The perimeter of triangle JKL is 200 centimeters, and the lengths of its sides are given as:
JK = 68 centimeters
KL = 62 centimeters
By definition, the perimeter of a triangle is the sum of the lengths of its sides. Therefore, we can find the length of the third side, JL, by subtracting the sum of the other two sides from the perimeter:
JL = Perimeter - JK - KL
JL = 200 - 68 - 62
JL = 200 - 130
JL = 70 centimeters
Now, let's analyze the possible statements:
A. ∡L is the greatest of the interior angles
B. ∡L is the least of the interior angles
C. ∡K is the least of the interior angles
D. ∡K is the greatest of the interior angles
To determine which statement is true, we can use the property that in any triangle, the sum of the measures of the interior angles is always equal to 180 degrees.
Let's assume that ∡J, ∡K, and ∡L represent the measures of angles J, K, and L, respectively.
Therefore, we have the following equations:
∡J + ∡K + ∡L = 180 (1)
∡J is the measure of angle J
∡K is the measure of angle K
∡L is the measure of angle L
We also know that JK + KL + JL is equal to the perimeter of the triangle:
JK + KL + JL = 200 (2)
JK = 68 (3)
KL = 62 (4)
JL = 70 (5)
Substituting equations (3), (4), and (5) into equation (2), we have:
68 + 62 + 70 = 200
200 = 200
This shows that our values are correct.
Now, using equation (1), we can solve for ∡L:
∡J + ∡K + ∡L = 180
∡L = 180 - ∡J - ∡K
Since the measures of angles J and K are not given, we cannot determine the specific values of ∡J and ∡K. Therefore, we cannot conclusively determine whether ∡L is the greatest or the least of the interior angles.
Hence, the answer is: None of the given statements (A, B, C, or D) about the interior angles of triangle JKL are true, as we do not have enough information to confirm any specific relationship between the angles.
To determine which statement is true about the interior angles of △JKL, you can use the fact that the sum of the interior angles in a triangle is always 180 degrees.
Let's start by finding the third interior angle, ∡J. Since the perimeter of △JKL is given as 200 centimeters, we know that JK + KL + JL (the third side) must equal 200.
Given:
JK = 68 centimeters
KL = 62 centimeters
To find JL, we can subtract the lengths of JK and KL from the perimeter:
JL = 200 - (JK + KL)
JL = 200 - (68 + 62)
JL = 200 - 130
JL = 70 centimeters
Now that we have the lengths of all three sides, we can use the Law of Cosines to find the cosine of each angle:
cos(∡J) = (JK² + JL² - KL²) / (2 * JK * JL)
cos(∡K) = (KL² + JK² - JL²) / (2 * KL * JK)
cos(∡L) = (JL² + KL² - JK²) / (2 * JL * KL)
Next, we can use the inverse cosine function (cos^(-1)) to find the measure of each angle (in degrees) using a calculator or software:
∡J = cos^(-1)((JK² + JL² - KL²) / (2 * JK * JL))
∡K = cos^(-1)((KL² + JK² - JL²) / (2 * KL * JK))
∡L = cos^(-1)((JL² + KL² - JK²) / (2 * JL * KL))
Now, compare the measures of ∡J, ∡K, and ∡L to determine which angle is the greatest and which is the smallest.

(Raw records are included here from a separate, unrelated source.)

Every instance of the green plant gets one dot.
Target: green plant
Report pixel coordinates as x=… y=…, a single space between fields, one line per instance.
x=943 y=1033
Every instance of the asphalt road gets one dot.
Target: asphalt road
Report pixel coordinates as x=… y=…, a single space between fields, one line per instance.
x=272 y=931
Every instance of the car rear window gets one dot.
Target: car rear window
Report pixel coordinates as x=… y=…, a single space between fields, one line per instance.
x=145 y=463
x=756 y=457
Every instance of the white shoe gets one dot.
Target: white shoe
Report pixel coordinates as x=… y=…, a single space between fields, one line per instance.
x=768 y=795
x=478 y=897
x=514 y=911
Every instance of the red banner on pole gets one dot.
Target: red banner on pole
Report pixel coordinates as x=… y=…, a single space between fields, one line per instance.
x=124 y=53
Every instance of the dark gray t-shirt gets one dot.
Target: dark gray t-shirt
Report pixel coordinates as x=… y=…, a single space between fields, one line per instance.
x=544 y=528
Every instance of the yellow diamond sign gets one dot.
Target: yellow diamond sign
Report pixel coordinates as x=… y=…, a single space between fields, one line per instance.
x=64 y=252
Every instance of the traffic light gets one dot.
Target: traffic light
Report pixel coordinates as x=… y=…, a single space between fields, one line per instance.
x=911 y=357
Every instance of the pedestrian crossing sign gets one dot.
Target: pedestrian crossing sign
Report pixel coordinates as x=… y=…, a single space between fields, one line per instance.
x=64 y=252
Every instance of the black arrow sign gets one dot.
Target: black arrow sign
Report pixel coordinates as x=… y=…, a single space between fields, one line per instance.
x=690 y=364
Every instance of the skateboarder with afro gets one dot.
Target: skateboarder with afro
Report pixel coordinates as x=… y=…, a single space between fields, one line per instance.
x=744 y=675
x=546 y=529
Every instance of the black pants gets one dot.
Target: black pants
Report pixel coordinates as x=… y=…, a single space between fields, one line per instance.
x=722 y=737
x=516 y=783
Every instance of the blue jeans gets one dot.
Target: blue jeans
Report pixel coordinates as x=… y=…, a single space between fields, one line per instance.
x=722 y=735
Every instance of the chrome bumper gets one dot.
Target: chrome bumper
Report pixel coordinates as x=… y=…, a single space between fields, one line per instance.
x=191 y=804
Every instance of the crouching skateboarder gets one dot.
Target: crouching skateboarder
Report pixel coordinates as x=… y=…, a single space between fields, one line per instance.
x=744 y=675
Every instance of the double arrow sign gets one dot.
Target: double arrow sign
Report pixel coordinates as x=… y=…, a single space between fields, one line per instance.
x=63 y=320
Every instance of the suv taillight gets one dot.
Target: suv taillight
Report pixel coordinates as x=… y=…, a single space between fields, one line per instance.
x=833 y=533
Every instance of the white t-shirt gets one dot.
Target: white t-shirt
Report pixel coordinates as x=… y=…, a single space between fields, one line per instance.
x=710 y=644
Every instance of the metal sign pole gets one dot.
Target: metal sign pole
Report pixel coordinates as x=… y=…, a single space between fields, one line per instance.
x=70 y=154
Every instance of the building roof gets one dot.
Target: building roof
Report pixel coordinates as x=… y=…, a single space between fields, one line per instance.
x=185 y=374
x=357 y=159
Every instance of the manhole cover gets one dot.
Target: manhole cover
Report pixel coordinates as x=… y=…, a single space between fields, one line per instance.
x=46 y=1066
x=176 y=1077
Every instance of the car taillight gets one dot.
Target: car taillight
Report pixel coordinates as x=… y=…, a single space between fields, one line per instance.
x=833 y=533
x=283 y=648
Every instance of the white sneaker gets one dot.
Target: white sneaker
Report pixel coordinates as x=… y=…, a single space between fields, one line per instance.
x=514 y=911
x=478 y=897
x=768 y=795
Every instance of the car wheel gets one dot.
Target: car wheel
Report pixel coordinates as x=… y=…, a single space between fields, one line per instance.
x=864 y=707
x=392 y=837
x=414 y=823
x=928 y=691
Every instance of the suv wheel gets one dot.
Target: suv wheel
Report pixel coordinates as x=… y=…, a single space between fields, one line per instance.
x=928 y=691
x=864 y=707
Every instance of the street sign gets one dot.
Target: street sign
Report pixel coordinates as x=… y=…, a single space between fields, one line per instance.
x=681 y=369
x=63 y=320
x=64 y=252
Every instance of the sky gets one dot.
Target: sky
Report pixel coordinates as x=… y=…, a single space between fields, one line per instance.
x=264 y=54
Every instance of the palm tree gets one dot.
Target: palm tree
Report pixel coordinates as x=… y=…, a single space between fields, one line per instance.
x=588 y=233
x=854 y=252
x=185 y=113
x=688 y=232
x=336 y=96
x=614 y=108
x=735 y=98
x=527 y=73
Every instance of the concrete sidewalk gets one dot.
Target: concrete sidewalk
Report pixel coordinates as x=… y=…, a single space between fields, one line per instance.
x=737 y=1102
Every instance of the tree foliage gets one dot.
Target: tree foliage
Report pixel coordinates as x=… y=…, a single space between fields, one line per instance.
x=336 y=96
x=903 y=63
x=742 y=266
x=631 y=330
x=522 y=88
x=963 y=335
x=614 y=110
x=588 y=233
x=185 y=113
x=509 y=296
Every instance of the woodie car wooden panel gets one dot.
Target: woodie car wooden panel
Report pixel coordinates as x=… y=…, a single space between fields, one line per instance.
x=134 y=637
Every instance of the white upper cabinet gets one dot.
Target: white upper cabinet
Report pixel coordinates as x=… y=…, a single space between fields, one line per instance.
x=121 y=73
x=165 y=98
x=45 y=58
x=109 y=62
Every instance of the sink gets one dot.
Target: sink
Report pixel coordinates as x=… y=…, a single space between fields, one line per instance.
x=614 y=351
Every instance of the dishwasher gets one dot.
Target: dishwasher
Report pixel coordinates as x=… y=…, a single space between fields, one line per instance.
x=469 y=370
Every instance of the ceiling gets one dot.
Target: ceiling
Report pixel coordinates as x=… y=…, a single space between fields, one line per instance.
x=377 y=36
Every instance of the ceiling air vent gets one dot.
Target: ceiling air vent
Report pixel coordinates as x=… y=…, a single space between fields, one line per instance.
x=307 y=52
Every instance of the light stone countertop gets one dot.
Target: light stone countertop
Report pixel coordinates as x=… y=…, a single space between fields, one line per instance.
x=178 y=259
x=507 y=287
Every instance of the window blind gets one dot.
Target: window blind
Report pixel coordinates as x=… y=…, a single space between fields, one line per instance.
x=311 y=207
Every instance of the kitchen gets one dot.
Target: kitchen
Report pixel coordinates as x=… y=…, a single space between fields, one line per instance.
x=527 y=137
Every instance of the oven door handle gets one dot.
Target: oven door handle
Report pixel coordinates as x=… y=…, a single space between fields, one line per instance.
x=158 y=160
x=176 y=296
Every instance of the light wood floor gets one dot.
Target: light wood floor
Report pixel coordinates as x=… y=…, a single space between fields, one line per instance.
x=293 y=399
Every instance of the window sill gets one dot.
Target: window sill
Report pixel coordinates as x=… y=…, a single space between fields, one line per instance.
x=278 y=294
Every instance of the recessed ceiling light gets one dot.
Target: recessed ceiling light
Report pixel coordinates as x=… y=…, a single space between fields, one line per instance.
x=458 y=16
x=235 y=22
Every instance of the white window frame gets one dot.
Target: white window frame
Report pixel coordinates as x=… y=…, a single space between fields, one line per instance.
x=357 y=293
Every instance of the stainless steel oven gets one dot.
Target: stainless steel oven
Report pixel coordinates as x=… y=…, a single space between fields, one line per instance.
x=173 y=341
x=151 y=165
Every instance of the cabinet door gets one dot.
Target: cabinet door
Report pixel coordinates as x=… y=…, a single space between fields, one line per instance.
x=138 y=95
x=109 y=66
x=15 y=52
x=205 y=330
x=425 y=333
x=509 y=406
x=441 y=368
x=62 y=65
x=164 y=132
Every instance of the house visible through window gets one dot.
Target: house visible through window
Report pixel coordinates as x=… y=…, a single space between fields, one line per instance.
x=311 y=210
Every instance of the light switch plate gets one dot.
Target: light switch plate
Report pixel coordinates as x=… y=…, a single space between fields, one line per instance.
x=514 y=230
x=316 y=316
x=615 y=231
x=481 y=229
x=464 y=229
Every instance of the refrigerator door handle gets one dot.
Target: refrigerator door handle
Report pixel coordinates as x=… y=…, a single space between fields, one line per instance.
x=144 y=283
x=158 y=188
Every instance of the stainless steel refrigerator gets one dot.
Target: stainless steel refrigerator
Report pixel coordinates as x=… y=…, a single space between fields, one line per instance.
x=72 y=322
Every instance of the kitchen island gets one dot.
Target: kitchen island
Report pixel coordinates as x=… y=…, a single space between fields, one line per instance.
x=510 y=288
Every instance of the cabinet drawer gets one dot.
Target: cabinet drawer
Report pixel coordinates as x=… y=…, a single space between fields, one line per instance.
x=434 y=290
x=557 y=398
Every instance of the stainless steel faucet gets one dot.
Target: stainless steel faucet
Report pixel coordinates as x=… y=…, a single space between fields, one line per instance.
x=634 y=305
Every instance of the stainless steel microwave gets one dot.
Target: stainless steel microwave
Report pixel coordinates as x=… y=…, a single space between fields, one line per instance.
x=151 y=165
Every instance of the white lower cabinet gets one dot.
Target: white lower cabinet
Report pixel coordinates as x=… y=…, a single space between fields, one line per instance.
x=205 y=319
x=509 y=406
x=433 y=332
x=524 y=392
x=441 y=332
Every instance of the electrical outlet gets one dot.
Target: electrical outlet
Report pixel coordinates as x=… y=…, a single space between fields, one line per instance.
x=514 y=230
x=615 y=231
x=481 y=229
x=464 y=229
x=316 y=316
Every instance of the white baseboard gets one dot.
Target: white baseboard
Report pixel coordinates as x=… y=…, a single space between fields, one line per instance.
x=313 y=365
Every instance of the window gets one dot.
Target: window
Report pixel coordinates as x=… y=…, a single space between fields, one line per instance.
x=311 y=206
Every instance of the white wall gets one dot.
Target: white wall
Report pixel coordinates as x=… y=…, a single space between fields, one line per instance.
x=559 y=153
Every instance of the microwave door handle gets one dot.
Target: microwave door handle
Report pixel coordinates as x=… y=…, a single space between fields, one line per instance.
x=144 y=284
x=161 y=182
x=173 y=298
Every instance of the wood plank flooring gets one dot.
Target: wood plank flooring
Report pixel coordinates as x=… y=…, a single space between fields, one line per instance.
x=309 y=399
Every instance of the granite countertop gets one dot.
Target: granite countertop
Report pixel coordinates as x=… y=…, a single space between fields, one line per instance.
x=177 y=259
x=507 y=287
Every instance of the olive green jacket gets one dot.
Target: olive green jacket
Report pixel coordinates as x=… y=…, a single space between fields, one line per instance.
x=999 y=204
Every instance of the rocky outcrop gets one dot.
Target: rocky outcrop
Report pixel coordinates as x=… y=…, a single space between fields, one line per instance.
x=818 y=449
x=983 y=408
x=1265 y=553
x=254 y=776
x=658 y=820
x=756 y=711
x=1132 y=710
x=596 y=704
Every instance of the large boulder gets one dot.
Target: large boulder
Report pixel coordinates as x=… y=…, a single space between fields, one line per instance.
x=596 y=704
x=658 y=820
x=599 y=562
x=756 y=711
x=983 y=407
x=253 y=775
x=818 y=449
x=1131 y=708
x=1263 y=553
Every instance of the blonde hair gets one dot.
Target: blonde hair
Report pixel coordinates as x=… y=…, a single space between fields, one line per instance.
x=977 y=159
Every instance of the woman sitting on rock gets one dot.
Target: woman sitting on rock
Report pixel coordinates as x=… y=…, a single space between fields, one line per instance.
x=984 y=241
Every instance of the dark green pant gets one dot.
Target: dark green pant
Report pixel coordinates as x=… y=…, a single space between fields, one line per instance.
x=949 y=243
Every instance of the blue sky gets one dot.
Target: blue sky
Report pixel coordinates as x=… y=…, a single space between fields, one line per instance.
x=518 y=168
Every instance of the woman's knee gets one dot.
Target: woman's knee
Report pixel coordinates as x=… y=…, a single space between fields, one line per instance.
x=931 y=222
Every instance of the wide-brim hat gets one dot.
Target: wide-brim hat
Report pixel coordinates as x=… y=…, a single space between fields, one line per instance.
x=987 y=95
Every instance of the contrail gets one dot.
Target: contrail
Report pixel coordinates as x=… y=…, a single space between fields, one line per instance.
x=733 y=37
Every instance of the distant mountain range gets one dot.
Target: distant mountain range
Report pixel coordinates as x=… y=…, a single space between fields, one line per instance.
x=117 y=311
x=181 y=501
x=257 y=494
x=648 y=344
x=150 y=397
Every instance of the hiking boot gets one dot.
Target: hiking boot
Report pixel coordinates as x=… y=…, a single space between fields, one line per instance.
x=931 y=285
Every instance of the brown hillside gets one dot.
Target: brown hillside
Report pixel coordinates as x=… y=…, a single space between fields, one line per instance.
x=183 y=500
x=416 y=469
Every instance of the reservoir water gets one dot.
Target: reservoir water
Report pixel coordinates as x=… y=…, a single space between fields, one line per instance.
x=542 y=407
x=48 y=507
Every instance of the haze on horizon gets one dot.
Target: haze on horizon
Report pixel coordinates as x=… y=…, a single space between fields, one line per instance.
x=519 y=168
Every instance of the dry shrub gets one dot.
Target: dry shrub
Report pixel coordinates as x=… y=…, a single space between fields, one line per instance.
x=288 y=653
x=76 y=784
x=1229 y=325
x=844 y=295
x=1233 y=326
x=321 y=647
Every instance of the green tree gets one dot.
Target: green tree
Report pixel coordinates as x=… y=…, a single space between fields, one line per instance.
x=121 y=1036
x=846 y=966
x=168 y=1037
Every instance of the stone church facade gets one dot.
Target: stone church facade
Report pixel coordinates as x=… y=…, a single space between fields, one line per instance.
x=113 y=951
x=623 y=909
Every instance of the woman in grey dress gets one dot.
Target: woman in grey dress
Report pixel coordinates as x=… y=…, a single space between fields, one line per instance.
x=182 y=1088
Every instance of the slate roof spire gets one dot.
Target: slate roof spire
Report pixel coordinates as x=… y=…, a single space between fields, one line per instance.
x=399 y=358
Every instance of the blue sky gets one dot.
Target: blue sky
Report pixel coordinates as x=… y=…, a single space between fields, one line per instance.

The statement corresponding to the angle with the greatest measure is true.
To summarize:
- Calculate JL using the perimeter equation.
- Use the Law of Cosines to find the cosine of each angle.
- Apply the inverse cosine function to find the measure of each angle.
- Compare the measures of the angles to determine the greatest and smallest ones.